Monday, Dec. 07, 1959

A Question of Freedom

"Television spokesmen, particularly NBC's, are getting positively paranoiac." So wrote the New York Herald Tribune's Critic John Crosby last week in his syndicated TV column. Crosby was dealing with the widely heard argument that "the quiz and payola mess is deliberately being overplayed by newspapers to embarrass a competing advertising medium." Said Crosby, summing up the feelings of most newsmen and editors: "This would be a serious charge if it weren't so naive."

Critic Crosby quoted Dave Garroway ("normally quite sane") to the effect that TV critics are "paid by one advertising medium to destroy another." He also quoted a parable of Jack Paar's, likening some TV columnists to a prostitute who got religion and thereafter saw sin everywhere. Commented Crosby: "The great weakness of the broadcasting business is that there is no separation of powers as there is in publishing. In radio and television, stars like Garroway live under the immediate and intimate control of their advertisers. It's unimaginable to Garroway that in 13 years as a radio and television critic I have yet to hear a word from the advertising department or from an advertiser or from a publisher or an editor to lay on or to lay off or to do anything except to have a decent respect for the laws of libel.
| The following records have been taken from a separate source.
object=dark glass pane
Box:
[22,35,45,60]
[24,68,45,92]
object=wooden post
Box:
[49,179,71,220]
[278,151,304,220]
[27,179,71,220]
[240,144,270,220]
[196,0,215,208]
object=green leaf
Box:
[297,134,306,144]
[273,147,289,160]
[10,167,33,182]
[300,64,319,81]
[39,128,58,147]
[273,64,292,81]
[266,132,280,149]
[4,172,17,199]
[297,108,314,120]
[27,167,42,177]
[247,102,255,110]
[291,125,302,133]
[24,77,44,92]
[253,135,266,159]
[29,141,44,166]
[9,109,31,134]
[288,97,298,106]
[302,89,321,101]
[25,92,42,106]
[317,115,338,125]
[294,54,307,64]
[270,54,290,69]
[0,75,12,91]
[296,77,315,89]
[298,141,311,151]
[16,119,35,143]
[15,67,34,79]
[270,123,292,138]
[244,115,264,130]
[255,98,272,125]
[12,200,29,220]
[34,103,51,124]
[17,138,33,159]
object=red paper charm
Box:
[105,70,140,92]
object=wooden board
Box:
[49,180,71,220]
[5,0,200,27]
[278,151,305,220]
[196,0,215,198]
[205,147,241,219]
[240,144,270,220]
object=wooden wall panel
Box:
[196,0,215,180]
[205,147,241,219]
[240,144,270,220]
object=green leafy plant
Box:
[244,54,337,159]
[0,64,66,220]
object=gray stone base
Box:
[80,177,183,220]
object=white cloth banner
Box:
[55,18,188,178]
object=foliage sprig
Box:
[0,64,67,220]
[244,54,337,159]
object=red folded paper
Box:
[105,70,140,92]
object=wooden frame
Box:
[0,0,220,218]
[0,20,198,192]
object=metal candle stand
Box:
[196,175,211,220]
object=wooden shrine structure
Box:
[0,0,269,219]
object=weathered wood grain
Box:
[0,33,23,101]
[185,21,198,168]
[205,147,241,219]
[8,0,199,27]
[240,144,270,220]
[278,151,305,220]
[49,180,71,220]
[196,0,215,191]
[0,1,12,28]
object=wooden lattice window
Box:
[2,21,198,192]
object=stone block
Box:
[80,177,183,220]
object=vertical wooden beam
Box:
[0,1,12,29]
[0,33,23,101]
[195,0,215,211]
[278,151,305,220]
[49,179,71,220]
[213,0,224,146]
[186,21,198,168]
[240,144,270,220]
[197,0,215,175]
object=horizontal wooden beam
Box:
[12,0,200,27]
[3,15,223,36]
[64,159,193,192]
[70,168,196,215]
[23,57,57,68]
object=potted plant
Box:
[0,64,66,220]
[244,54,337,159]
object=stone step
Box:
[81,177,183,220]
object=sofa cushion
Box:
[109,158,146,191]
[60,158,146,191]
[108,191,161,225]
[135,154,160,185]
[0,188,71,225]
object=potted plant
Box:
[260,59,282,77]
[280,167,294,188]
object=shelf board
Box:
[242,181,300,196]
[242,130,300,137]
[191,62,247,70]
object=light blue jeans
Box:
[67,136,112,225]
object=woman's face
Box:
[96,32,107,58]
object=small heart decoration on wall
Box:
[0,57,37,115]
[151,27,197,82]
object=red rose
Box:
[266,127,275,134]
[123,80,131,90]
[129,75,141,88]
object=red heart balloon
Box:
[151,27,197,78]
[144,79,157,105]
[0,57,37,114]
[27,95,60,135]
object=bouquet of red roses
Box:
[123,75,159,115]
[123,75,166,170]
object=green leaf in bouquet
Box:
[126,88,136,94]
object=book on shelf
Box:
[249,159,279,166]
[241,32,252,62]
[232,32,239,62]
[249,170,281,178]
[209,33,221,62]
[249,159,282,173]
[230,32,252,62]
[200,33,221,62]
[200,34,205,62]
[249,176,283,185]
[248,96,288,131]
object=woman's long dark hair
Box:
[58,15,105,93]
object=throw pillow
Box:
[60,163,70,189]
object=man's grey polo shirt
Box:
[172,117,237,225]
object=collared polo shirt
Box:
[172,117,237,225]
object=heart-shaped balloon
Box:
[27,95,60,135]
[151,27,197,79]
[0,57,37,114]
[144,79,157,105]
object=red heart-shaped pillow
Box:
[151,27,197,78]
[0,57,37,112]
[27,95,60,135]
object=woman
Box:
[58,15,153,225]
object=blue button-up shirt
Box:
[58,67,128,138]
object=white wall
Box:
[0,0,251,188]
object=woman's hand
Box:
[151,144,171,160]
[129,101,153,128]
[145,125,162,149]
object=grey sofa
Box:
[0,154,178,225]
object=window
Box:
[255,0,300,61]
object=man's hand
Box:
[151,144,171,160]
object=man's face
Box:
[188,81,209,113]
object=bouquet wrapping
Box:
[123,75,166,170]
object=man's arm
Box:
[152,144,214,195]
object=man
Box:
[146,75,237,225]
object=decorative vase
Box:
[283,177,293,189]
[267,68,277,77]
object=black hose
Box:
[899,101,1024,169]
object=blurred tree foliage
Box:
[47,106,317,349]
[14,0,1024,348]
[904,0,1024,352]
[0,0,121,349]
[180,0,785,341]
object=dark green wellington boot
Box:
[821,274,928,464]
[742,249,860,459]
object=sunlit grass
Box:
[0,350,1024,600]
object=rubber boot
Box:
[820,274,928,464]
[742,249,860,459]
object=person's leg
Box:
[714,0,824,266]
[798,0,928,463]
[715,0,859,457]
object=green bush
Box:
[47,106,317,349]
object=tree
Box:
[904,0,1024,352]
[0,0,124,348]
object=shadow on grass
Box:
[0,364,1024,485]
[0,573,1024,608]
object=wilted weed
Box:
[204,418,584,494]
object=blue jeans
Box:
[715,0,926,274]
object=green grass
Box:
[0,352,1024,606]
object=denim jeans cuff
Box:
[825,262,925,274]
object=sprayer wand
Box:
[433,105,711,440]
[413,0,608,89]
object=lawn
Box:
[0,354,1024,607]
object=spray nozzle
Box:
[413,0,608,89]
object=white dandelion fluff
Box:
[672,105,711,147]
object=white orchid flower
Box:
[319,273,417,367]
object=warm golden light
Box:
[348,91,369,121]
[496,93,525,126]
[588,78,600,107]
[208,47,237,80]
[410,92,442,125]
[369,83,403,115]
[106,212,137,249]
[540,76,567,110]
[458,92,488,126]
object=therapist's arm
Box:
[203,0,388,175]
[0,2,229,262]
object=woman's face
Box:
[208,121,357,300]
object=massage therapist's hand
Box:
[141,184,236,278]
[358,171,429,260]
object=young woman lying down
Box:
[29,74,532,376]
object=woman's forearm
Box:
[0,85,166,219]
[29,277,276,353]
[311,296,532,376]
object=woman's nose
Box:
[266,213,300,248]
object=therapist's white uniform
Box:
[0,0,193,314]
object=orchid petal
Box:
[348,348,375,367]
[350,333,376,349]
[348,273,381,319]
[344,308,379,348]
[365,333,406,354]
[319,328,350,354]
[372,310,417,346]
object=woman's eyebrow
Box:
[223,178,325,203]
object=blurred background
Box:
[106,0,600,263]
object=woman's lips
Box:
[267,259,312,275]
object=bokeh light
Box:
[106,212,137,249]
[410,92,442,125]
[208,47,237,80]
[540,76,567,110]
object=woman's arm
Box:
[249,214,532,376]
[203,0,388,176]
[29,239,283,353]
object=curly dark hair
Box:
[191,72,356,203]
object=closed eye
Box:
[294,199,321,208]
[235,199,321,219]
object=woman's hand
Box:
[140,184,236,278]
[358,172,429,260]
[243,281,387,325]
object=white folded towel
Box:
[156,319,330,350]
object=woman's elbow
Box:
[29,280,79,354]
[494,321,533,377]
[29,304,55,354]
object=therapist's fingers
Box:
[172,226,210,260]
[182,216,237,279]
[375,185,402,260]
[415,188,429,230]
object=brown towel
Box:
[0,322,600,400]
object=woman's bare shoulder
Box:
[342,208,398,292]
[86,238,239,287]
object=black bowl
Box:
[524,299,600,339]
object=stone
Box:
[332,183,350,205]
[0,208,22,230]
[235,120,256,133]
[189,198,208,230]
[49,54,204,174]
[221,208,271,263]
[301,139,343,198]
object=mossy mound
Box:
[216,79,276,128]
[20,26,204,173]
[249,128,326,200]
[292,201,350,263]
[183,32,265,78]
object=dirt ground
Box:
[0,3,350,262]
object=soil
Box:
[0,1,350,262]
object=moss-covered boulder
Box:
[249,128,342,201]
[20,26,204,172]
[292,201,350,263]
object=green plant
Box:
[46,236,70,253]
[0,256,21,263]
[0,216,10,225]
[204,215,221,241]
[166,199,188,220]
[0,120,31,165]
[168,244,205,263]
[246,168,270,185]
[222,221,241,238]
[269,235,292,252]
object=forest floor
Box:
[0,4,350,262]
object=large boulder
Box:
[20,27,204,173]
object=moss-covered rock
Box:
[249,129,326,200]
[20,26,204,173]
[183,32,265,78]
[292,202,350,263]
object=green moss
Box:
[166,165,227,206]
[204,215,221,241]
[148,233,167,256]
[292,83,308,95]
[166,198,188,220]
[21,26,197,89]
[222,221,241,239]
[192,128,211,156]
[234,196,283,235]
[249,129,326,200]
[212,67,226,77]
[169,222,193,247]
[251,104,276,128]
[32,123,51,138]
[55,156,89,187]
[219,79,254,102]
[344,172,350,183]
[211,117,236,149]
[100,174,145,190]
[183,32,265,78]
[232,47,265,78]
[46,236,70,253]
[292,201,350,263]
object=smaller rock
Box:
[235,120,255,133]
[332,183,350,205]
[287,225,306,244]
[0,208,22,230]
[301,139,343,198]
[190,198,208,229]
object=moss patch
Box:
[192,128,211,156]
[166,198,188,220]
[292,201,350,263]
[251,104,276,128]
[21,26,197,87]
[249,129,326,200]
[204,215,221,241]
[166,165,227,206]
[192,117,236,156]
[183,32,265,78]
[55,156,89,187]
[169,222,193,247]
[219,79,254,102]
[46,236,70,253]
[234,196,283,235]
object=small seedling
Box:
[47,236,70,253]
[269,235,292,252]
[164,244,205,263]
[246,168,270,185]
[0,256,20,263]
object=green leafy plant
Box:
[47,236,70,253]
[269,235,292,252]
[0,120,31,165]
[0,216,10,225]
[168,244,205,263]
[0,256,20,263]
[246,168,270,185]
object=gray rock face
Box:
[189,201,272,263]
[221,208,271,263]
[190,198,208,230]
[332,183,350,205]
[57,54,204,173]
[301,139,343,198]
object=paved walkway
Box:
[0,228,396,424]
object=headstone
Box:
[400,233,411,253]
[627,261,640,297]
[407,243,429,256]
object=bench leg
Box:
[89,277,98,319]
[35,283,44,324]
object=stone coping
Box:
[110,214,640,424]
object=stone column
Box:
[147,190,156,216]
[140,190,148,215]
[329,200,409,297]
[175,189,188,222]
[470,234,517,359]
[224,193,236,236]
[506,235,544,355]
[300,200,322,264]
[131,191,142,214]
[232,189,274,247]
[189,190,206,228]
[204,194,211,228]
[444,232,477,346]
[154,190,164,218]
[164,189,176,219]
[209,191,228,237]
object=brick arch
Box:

"This is the normal procedure in the newspaper business, but it's almost impossible to explain this to anyone in broadcasting. I don't mean to say that publishers don't enjoy the discomfiture of the broadcasters. But a conspiracy to denigrate the medium--the publishers whipping on their hired hacks to flay television --exists only in the broadcasters' own minds. Occasionally, newspapers have overplayed the quiz scandal, as they overplay a murder story. Sheer overzealousness. But why impugn our motives in the process? Even where you find newspapers and TV stations in the same corporate family, there is no common policy or purpose. No editorial staffer I know of is asked to plug the boss's TV station any more than he's asked to belt the opposition. The tradition is freedom to observe and report the facts as they are.

"It's the tradition of freedom that people like Garroway and Paar can't understand because they've never had any."